Le Point

La diététique de lord Jordan

Sommeil, alimentati­on, sport… Comment se prépare le chef de l’Opéra de Paris ? Tout un programme.

- PAR ANDRÉ TUBEUF

Dès le rideau levé, ce 4 octobre au soir, on aurait dit qu’il portait à bout de bras la puissante masse chorale de « Samson et Dalila », sur scène, incarnant Israël. Il la modelait, la rythmait, la respirait du dedans, lui dictait ses mots, les lui insufflait. Dans la fosse, en même temps, du doigt et de l’oeil, il commandait les sonorités subtiles et différenci­ées, si françaises, de l’orchestrat­ion de Saint-Saëns. Le 3 novembre, après dix fois « Samson » (et quelques allers-retours), c’est fluide et étincelles qu’il apportait, à Offenbach cette fois : « Les contes d’Hoffmann ». Jeu d’enfant pour le directeur musical (depuis sept ans) de l’Opéra de Paris, qui débrouilla­it l’an dernier « Moïse et Aaron », réputé diabolique, et fait paraître légers de texture « Les maîtres chanteurs », de Wagner, qu’il dirigera l’été 2017 à Bayreuth même. Ce sera la fin (le couronneme­nt, peut-on dire) de la saison qui débute avec « Samson ». Une saison d’athlète.

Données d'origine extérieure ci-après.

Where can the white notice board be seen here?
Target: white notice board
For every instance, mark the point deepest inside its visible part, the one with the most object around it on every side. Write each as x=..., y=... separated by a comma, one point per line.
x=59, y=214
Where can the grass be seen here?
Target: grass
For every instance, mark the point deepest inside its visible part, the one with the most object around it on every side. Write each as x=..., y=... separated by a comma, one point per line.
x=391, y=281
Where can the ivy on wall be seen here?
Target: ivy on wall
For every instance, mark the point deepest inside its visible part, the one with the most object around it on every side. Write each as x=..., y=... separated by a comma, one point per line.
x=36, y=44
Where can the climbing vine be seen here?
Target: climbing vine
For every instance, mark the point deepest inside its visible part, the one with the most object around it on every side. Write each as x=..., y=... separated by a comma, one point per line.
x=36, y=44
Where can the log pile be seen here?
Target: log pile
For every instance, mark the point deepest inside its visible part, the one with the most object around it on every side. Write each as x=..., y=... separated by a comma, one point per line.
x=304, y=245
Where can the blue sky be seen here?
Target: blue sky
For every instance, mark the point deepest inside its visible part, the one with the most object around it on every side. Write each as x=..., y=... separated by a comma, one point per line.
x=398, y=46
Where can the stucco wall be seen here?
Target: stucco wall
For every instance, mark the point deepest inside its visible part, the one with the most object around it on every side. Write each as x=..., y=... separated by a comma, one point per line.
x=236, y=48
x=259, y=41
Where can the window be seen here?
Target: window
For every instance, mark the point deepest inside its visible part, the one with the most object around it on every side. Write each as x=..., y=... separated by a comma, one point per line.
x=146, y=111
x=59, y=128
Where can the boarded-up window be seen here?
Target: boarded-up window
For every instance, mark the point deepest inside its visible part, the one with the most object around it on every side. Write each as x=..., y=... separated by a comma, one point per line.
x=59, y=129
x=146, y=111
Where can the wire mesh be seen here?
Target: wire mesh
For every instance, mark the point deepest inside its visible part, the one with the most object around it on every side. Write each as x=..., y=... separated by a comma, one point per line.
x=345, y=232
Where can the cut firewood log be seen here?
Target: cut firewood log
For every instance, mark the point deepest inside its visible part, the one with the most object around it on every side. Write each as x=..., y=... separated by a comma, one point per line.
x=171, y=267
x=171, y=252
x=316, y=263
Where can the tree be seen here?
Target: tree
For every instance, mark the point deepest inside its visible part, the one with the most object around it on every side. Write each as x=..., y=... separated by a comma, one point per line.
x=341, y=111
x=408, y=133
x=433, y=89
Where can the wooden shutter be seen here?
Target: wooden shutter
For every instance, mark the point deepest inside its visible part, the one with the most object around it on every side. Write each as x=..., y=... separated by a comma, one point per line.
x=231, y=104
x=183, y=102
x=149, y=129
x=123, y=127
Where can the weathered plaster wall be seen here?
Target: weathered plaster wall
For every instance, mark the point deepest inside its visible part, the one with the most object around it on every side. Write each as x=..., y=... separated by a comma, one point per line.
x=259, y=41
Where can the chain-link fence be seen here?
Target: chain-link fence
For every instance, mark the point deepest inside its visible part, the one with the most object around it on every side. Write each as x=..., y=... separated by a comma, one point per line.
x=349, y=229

Cent représenta­tions d’opéra et concerts, pas moins, attendent Philippe Jordan, 42 ans, jusqu’à fin août 2017, à Paris principale­ment, avec le (très relatif) confort d’y être à domicile. Mais à Vienne aussi, où il a la charge des glorieux Symphonike­r, qui furent l’orchestre de Karajan et de Sawallisch. D’où des va-et-vient réguliers, pour parfois juste un concert (une « Passion » de Bach, rien que ça) entre deux soirs de Paris : une trentaine en tout, dont une tournée avec eux en Asie en février, qui lui tiendra lieu de vacances d’hiver ! A Paris l’attendent cinq opéras, dont « Lohengrin », le seul Wagner qu’il n’ait pas encore dirigé. Un tel parcours exige une condition physique, un moral aussi, de champion. Le travail personnel sur les partitions étant acquis, lecture, déchiffrag­e (il est excellent pianiste), réflexion, comment se tient en forme ce marathonie­n de l’opéra dont la silhouette, l’oeil vif, la détente seraient plutôt d’un sprinter ? Comment alimenter pareil labeur et pourtant rester frais, garder le désir ? Car sans ce désir il serait Sisyphe, excédé au quotidien.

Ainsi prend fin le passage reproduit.